On a backend that supports neither, the second commit PUT silently overwrites — the WriteResult returned to the caller will be the *new* attempt's, not the prior commit's, breaking the same-token-retry-returns-same-WriteResult contract. The option does not detect this at construction time; verify support before enabling.

Mutually compatible with WithIdempotencyToken / WithIdempotencyTokenOf. Has no effect on the auto-token (no-token) path: a freshly- generated UUIDv7 is guaranteed to 404 by construction, so the upfront HEAD is already skipped there regardless of this option.

type WriteResult

type WriteResult struct {
	Offset     Offset
	DataPath   string
	RefPath    string
	InsertedAt time.Time
	// RowCount is the number of records persisted in this commit's
	// parquet file. On a fresh write this is len(records) for the
	// partition; on the retry-finds-prior-commit path it is recovered
	// from the token-commit's `rowcount` user-metadata so the value
	// matches the original attempt's parquet exactly. Surfaced so
	// retry-recovery callers — who don't have the original records
	// slice — can still report batch size without GETting the parquet.
	RowCount int64
}

WriteResult contains metadata about a completed write.

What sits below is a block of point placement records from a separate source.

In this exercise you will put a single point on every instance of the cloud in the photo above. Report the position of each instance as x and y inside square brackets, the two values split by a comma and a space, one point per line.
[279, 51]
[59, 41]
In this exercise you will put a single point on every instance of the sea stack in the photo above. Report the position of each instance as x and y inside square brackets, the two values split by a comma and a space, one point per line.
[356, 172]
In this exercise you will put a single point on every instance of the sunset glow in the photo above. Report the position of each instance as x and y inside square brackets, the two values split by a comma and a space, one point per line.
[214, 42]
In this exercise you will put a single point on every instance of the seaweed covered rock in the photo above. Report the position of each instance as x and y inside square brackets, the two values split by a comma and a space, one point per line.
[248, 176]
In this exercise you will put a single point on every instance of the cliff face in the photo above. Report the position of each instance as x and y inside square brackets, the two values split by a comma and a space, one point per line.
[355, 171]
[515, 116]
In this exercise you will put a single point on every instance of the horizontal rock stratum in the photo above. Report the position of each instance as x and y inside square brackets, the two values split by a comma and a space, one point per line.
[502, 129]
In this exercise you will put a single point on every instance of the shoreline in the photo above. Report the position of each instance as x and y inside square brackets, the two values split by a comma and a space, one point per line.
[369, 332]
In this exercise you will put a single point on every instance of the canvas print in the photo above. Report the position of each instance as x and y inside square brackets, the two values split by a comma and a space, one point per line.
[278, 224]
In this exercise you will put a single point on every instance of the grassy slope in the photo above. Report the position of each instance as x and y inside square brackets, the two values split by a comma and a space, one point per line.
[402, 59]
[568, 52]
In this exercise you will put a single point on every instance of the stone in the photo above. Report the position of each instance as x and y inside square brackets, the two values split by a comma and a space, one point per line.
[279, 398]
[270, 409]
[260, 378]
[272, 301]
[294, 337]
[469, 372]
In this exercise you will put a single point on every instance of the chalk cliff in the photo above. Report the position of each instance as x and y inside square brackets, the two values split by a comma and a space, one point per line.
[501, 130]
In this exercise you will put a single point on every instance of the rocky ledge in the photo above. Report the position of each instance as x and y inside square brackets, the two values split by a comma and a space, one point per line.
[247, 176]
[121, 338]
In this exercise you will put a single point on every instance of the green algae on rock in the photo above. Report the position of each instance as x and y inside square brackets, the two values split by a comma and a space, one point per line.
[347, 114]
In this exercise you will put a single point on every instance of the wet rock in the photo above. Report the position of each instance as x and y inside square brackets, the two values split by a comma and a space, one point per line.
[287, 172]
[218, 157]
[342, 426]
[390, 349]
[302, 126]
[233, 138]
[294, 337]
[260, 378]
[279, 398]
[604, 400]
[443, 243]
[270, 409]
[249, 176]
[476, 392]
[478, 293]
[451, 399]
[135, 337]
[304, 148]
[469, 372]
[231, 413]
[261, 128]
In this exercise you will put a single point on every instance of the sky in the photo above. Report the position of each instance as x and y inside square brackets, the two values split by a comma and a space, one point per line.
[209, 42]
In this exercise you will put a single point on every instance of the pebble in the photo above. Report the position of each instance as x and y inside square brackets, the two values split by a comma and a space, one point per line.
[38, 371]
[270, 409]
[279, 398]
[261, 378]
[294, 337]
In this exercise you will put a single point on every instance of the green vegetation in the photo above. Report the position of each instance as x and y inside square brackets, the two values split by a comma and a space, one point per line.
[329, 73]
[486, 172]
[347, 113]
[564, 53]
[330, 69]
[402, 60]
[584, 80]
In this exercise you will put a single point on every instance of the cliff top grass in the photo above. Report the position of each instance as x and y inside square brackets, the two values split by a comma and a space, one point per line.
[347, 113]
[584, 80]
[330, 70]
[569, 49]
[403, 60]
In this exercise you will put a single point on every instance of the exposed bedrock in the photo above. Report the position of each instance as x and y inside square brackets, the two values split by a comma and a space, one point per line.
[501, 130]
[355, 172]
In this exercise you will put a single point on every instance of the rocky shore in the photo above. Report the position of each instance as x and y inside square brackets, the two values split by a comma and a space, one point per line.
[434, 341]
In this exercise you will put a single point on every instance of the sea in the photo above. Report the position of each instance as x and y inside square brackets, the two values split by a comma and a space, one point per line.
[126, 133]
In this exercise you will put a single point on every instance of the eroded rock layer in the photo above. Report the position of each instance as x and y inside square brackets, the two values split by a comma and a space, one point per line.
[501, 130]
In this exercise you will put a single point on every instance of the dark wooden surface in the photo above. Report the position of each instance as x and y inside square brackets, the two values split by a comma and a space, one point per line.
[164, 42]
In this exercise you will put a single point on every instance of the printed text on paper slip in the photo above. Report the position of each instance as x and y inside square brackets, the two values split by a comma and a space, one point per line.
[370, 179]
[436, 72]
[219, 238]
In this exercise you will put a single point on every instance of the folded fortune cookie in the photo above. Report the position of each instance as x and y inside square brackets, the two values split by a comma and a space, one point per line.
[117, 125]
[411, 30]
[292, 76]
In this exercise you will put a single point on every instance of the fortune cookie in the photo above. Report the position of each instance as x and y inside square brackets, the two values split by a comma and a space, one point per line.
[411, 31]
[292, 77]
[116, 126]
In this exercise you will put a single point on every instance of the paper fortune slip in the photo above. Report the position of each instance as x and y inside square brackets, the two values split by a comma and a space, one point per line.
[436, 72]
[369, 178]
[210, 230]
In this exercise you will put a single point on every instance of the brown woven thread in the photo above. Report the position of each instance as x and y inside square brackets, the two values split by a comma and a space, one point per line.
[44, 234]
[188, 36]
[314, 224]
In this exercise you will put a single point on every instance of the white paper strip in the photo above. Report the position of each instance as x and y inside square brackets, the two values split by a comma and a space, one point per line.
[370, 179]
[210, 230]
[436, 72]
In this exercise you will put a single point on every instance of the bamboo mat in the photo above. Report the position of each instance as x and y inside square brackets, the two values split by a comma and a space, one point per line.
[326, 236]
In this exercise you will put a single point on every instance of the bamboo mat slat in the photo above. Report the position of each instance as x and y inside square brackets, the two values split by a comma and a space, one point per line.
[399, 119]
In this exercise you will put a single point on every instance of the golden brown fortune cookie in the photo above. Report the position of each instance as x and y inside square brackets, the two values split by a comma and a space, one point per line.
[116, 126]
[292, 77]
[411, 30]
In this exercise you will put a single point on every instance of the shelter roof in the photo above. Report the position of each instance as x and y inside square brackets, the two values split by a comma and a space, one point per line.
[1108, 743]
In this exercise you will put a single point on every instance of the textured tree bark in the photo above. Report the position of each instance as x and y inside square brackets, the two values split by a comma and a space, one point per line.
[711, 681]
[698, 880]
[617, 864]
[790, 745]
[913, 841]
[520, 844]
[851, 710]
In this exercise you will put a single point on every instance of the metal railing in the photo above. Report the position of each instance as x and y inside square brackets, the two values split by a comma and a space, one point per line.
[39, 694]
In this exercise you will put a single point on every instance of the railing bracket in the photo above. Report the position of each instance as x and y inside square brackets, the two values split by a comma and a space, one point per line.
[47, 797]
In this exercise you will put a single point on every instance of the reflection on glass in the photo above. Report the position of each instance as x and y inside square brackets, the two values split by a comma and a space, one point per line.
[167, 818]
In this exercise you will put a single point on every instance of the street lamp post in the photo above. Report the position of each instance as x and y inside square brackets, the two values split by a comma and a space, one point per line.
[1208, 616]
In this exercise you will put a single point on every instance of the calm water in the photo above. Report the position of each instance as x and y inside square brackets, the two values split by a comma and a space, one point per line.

InsertedAt is the writer's pre-encode wall-clock at write-start (microsecond precision) by default — or the caller's WithInsertedAt override, when supplied — the same value stamped into the parquet's InsertedAtField column. Surfaced on the result so callers can log / persist it (e.g., into an outbox table) without parsing the data path or issuing a HEAD.

Under WithIdempotencyToken, a same-token retry whose upfront HEAD on `<token>.commit` finds a prior commit returns *that* commit's WriteResult (DataPath, RefPath, InsertedAt all reflect the prior attempt — InsertedAt is recovered from the token-commit's `insertedat` user-metadata, so it agrees with the prior attempt's column value byte-for-byte). Callers comparing two results from the same token across retries will therefore see identical values whenever a prior attempt's token-commit is still in place.

type Writer added in v0.14.0

type Writer[T any] struct {
	// contains filtered or unexported fields
}

Writer is the write-side half of a Store. Owns the write path (Write / WriteWithKey) and the materialized-view list that drives marker emission on Write.

Construct directly via NewWriter when a service only writes; embed in Store when it also reads.

func NewWriter added in v0.14.0

func NewWriter[T any](cfg WriterConfig[T]) (*Writer[T], error)

NewWriter constructs a Writer directly from WriterConfig. Use this in services that only write; use New(Config) when the same process also reads through a Reader/Store.

Validation mirrors the writer-side half of New: the Target must carry Bucket / Prefix / S3Client / PartitionKeyParts; Compression resolves to a codec (zero value → snappy); every MaterializedViewDef in cfg.MaterializedViews is shape-validated and Of must be non-nil. View names must be unique across the slice. PartitionKeyOf is optional at construction — Write errors if called without it, but WriteWithKey works regardless.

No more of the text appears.